THE FRENCH DISPATCH



bu dünyaların içinde kaybolmayı çok seviyorum. wes anderson dünyalarının. birbirlerini andırıyorlar evet, aktörler de öyle. ama ne biliyim ben de mesela hep aynı insanlarla görüşüyorum, seviyorsan katlanıyorsun işte di mi. hahah. çok komik. her neyse, bu defa küçük bir fransız kasabasında çıkan haftalık bir amerikan dergisi olan the french dispatch'in-the new yorker'ın baz alındığı söyleniyor- işlediği konular üç ayrı hikaye etrafında anlatılıyor. derginin yayın yönetmeni ise bill murray ya da arthur howitzer jr.
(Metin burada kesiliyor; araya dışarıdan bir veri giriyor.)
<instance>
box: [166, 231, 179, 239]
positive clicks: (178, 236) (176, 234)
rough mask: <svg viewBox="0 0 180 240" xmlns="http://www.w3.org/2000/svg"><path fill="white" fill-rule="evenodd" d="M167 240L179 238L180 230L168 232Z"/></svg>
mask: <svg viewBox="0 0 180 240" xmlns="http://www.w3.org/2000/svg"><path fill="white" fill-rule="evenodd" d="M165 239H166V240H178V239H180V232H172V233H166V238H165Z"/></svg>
yeni kan var tabii, altı çizilmeli: TIMOTHEE CHALAMET. herkes gazelle alıyor diye alınan biri mi yoksa beklentileri gerçekten karşılıyor mu? benim tercihim ikinciden yana. popüler olduğunun farkında ama mesleğe zaten nicedir gönül vermiş bir genç yetenek. şımarmadı henüz. sanki şımarmayacak da, aştı o bariyeri gibi geliyor bana wishful thinking de olabilir elbette.


aileye yeni dahil olan ikinci en önemli kişi... elisabeth moss'la jeffrey wright arasındayım, kararsızım hangisinin daha önemli olduğu konusunda. pozitif ayrımcılık yapıp kadını seçeyim. moss için söylenecek söz yok, scientologist olması dışında mükemmel bir insan. sorry not sorry.
jeffrey wright'a gelecek olursak, o da zaten moss'un erkek ve siyah versiyonu. bir insan her role mi girer böyle kusursuzca. bakın burda da o yandan ayırdığı saçlarıyla selma filminden fırlamış gibi duruyor yaratmış yine bir persona kendine.


geri dönmesine çok sevindiklerim: frances mcdormand, jason schwartzman, bill murray, matthieu amalric, lea seydoux, angelica huston, adrien brody, saoirse ronan (bakın yine timothee'yle aynı filmdeler ve şunu da izleyin tık tık) ... en ama en çok da: OWEN FUCKIN WILSON! ya sen ne tatlı bir insansın ya. konuşmasını saatler boyu dinlemek istiyorum owen wilson'ın, huzur veriyor bana. ayrıca wilson'lar, luke ve owen, ve wes'in okul arkadaşı olmaları, daha ilk projeleri bottle rocket'tan bu yana birlikte üretiyor olmaları filan, ne biliyim, çok güzel şeyler bence.
film temmuz-ağustos gibi girecek buralarda da gösterime diye ümit ediyorum. ama benim asıl ümidim başka. cannes film festivali'nde gösterilecek olmasına neredeyse kesin gözüyle bakılıyor ve benim de oralarda olasım var. berlin'i kaçırdım ama bunu kaçırmayacağım. inş cnm.